Our human mind seems to seek an illusion of “normal” so it won’t have to exert itself to navigate life. It gets itself into a groove and stays there if it can. Travel upsets that illusion because it presents you with so many questions as to how and why this place you are visiting is arranged the way it is. Your mind is obliged to wake up and pay attention just to avoid danger. It’s forced into a state of aliveness, and in that process it can more readily see meaning, beauty and the human condition.
That’s how it works for me, at least.
At this point in my life, I feel like I’m always traveling. Every place is in some sense foreign, in some sense a place I don’t quite understand.
It’s interesting how certain places carry a spirit that appeals or repels. Some places are more vibrant, depending how they have been lived in, how people thought, felt and related to each other. And some places on earth are like nerve centers in the body, power centers. The ancients seemed to recognize these lines, and built sacred sites on them.
Our rational age is ignorant of these invisible forces, it’s not interested in something invisible and unquantifiable, especially if it’s in the spiritual realm.

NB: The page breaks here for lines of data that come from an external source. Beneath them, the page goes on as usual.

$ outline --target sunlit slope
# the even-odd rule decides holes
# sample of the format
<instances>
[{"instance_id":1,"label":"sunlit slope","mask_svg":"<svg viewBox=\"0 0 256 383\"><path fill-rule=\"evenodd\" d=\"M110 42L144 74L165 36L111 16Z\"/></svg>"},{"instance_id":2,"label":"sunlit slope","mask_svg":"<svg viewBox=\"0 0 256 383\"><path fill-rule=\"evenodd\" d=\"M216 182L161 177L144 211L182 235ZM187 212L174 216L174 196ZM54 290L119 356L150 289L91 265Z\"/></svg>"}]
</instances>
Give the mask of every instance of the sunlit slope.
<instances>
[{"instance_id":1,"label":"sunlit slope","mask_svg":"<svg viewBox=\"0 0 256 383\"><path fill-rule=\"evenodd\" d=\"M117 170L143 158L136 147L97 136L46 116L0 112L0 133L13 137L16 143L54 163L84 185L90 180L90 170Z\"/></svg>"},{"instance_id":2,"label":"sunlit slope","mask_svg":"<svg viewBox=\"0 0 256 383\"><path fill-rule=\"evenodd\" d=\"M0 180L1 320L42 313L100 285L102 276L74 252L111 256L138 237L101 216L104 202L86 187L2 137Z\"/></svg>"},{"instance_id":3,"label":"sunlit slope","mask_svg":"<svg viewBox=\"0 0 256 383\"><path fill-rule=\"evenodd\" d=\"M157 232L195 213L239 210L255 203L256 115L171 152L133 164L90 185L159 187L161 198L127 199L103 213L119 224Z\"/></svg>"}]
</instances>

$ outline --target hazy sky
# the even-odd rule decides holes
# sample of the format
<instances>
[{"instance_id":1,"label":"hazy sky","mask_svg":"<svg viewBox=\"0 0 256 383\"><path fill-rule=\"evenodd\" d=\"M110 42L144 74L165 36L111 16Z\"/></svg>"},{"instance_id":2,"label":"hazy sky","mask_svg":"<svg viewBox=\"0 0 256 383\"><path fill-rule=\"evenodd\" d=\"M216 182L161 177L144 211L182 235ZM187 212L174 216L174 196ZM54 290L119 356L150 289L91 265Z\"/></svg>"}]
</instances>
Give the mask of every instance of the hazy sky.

I haven’t been able to settle down in one place, except for a quick twenty-five years in a French village, and only then because it was a project that couldn’t be finished in a mere five or ten years. In any case, I was still learning how to be there when we left.
I became less and less attached to my place of birth throughout my years of travel and living abroad, so that now everything looks more or less foreign to me. But I like that. I haven’t found a place where I can feel everything is normal. My languages are mixed up in my thinking and sometimes I may know the exact term in a foreign language but not English.
Keeping myself a little on the back foot is a spiritual strategy for me. It keeps me from going to sleep because the world around me is always unusual, never quite normal, never to be taken for granted.
I’m anchored in the few people I love and in what I can create.
Someday we may find the perfect shangri-la. Until then, my project is to create some beauty and meaning every day, and stay awake.